GEREKLİ TEDBİRLER ALINANA KADAR SANTRALLER KAPATILSIN
TTB Şube Başkanı Aladağ yaptığı açıklamada şu kelamlara yer verdi:
* Seçim öncesi projenin yapılmayacağı, bu hoş topraklara ihanet edilmeyeceği sözleri verilmişti. Lakin yeni öğreniyoruz ki 2020 yılı için Alpu ovasına 60 bin metre sondaj planlanmış. Bu sondaj bacasında filtre mecburiliği olmadan yapılacak bir kömürlü zehir santralini Eskişehir’in kalbine dikmek değilse emeli nedir?
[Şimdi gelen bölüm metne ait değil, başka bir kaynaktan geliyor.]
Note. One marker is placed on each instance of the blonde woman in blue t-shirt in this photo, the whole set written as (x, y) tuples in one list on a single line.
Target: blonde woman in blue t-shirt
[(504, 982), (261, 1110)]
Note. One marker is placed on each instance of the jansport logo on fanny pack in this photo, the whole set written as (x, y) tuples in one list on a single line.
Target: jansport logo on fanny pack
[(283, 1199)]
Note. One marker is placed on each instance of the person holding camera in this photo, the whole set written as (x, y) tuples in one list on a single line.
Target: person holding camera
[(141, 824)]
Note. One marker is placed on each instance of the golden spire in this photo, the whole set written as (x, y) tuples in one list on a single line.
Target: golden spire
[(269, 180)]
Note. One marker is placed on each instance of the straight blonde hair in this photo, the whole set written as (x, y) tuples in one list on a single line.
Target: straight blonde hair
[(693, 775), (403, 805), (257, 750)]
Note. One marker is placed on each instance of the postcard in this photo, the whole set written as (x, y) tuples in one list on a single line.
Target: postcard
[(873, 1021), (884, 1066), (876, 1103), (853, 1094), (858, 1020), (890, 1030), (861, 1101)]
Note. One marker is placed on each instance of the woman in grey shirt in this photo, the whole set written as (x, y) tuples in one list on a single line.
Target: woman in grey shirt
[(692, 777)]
* Bu nedenlerle; TBMM Plan ve Bütçe Kurulu’nun 1 Kasım’da yapılan toplantısında kabul edilip Meclis Genel Konseyi’ne sunulan ve santrallere “kirletme izni” veren teşebbüsün iptal edilmesini ve insanların vefatına, hastalanmasına yol açan bu santrallerin gerekli tedbirler alınıncaya kadar kapatılmasını talep ediyoruz.
* TBMM Plan ve Bütçe Kurulu’nun 1 Kasım’da yapılan toplantısında ülkemizde hala faaliyette olan 13 kömürlü termik santrale “havayı kirletmeye devam etme izni” veren tasarı kabul edilerek onaylanmak üzere TBMM Genel Konseyi’ne gönderilmiştir. Kendilerine tanınan mühlet içerisinde gerekli yatırımları yapıp tedbir almadıkları için önümüzdeki yılbaşında kapatılması gereken ikisi kamuya, 11’i özel bölüme ilişkin 13 termik santrale 2,5 yıl ek mühlet tanınması, insan ve etraf sıhhatine verdikleri zararın yasa yardımıyla devam edebilmesi manasına gelecektir.
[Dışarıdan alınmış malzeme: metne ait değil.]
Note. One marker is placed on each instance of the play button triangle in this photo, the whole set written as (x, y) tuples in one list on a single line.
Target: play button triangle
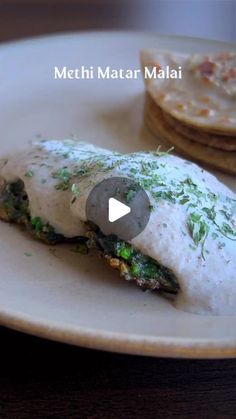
[(117, 210)]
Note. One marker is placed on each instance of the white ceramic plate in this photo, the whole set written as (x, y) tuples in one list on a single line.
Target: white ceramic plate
[(60, 294)]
* Bilinmelidir ki, 2013’ten bugüne dek çevreyi müdafaaya yönelik taahhütlerini yerine getirmemiş olan bu santrallere daha evvel de hava kirliliğini önleyici önlemleri almak üzere 3 yıl ek müddet verilmişti. Yasal zorunluluğa karşın halk sıhhati konusunda bu kadar rahat ve sorumsuz davranabilmiş olmaları, o 3 yılın akabinde yeni bir müddet uzatması yapılacağına dair teminat verilmiş olduğu kuşkusu doğurmaktadır” dedi.
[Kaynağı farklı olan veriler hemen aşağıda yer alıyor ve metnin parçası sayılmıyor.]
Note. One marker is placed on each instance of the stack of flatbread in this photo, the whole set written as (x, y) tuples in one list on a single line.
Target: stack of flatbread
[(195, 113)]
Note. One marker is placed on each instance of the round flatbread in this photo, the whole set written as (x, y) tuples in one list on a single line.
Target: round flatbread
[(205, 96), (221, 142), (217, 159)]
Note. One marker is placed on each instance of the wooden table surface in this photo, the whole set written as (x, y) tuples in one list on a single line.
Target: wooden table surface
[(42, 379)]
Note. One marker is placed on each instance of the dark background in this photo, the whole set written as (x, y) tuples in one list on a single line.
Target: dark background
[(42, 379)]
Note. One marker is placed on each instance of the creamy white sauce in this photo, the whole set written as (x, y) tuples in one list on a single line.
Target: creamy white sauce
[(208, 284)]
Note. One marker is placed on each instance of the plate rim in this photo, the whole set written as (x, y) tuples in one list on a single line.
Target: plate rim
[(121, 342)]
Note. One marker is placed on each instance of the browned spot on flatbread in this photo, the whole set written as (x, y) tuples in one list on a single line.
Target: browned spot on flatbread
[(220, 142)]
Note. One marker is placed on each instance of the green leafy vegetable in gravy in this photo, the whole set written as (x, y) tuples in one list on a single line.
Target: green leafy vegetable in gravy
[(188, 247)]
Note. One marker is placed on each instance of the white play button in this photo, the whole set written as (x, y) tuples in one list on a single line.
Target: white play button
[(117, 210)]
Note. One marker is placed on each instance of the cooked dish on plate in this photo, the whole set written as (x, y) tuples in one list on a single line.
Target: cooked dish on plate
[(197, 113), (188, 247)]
HAVA KİRLİLİĞİ ÜRKÜTÜCÜ BOYUTTA
Aladağ, “Termik santrallerin havayı kirletme müsaadelerinin uzatılacağı bölgelerin tamamında 2019 yılındaki hava kirliliği düzeyleri Avrupa Birliği ölçütlerini çok fazla aşmıştır. Avrupa Birliği ölçütlerine nazaran hava kirliliği yılda en fazla 35 gün aşılabilecekken, bu bölgelerde yaşayan insanların mevcut durumda bile yılın çabucak her günü hastalık ve ölümlere yol açacak seviyede kirli hava soluduğu saptanmıştır. Bir diğer sözle bu bölgelerde hava kirliliği hali hazırda dahi çok ürkütücü boyutlardadır. Halkımızın sıhhatini önemli olarak tehdit eden ve yaşanan hava kirliliğine bağlı gerek hava ölçüm kıymetlerini ve kirliliğe bağlı vefat istatistiklerini yayınlamayan yetkili organlar her vakit yaptığını yaparak hava ölçüm istasyonlarının sayısını yahut ölçüm gün sayısını azaltarak, yetersiz ölçüm yaparak bilgileri gizleyerek yani yok sayarak kamuoyundan saklamaktadır” dedi.